Ülkenin gündemine, hiç görülmemişcesine veya daha önceden bilinmiyormuşcasına oturan yolsuzluk sürecinde aklıma ilk olarak usta Kemal Sunal, ikinci olarak da 1985 yılında çektiği “Şaban Pabucu Yarım” filmi geldi.

İzleyenler bilir. Filmde bir oyun parkı işleten bir ailenin, Haydar adlı işadamının parklarını ve evlerini yıkmak istemesiyle başlayan kıyasıya bir mücadele ve komedi filmidir.

Filmde irdelenen ve eleştirilen nokta zaman olgusunda, insanlar var oldukça karşımıza çıkmaya devam edecektir.
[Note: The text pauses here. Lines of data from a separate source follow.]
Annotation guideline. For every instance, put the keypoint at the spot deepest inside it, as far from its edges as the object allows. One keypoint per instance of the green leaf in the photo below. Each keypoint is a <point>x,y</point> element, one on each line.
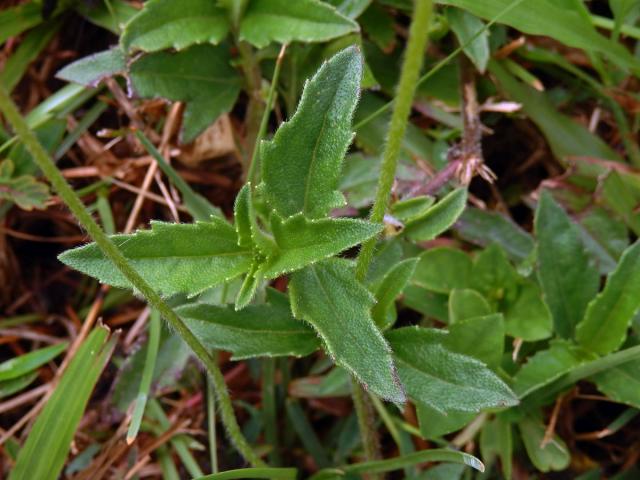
<point>435,424</point>
<point>172,257</point>
<point>465,303</point>
<point>301,242</point>
<point>89,71</point>
<point>553,456</point>
<point>528,317</point>
<point>608,317</point>
<point>265,330</point>
<point>442,379</point>
<point>479,337</point>
<point>465,26</point>
<point>621,384</point>
<point>548,18</point>
<point>486,227</point>
<point>392,285</point>
<point>282,21</point>
<point>438,218</point>
<point>163,24</point>
<point>442,269</point>
<point>548,365</point>
<point>23,364</point>
<point>200,76</point>
<point>301,165</point>
<point>45,451</point>
<point>567,278</point>
<point>329,297</point>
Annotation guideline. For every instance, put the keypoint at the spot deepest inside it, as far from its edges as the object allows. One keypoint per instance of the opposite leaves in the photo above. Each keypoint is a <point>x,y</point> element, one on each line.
<point>301,166</point>
<point>328,296</point>
<point>173,258</point>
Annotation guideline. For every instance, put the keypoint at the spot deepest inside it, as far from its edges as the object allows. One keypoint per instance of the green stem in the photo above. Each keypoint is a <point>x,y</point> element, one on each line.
<point>414,56</point>
<point>253,166</point>
<point>411,66</point>
<point>112,252</point>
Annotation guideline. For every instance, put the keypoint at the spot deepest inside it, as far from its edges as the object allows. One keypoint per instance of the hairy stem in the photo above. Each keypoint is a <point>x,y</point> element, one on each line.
<point>112,252</point>
<point>413,59</point>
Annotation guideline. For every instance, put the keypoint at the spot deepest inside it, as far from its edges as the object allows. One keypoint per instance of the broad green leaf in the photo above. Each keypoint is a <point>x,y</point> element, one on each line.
<point>444,380</point>
<point>392,285</point>
<point>566,137</point>
<point>546,17</point>
<point>301,242</point>
<point>527,316</point>
<point>609,315</point>
<point>172,257</point>
<point>200,76</point>
<point>465,303</point>
<point>479,337</point>
<point>328,296</point>
<point>621,384</point>
<point>438,218</point>
<point>282,21</point>
<point>568,280</point>
<point>23,364</point>
<point>301,165</point>
<point>493,275</point>
<point>465,26</point>
<point>428,303</point>
<point>605,237</point>
<point>496,440</point>
<point>548,365</point>
<point>45,451</point>
<point>255,331</point>
<point>434,423</point>
<point>412,208</point>
<point>486,227</point>
<point>442,269</point>
<point>89,71</point>
<point>165,24</point>
<point>553,456</point>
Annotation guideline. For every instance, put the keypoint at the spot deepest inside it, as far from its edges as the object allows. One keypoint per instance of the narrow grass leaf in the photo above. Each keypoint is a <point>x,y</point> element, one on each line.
<point>23,364</point>
<point>301,165</point>
<point>282,21</point>
<point>328,296</point>
<point>265,330</point>
<point>43,455</point>
<point>609,315</point>
<point>172,257</point>
<point>163,24</point>
<point>442,379</point>
<point>568,280</point>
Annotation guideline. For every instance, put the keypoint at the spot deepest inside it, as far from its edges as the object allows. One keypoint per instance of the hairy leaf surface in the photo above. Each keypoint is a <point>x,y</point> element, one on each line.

Filmin sonunda rant sağlama ve kişisel çıkarlar kaybetmiş; vefa duygusu, sevgi, saygı, bağlılık gibi duygular kazanmıştır. Masallarda gördüğümüz gibi iyiler hep kazanır, filmde de kazanmıştır.

Şu süreçte “Şaban Pabucu Yarım” filmini düşünelim ve umut edelim; iyiler ve doğru olanlar kazansın, hep kazansın.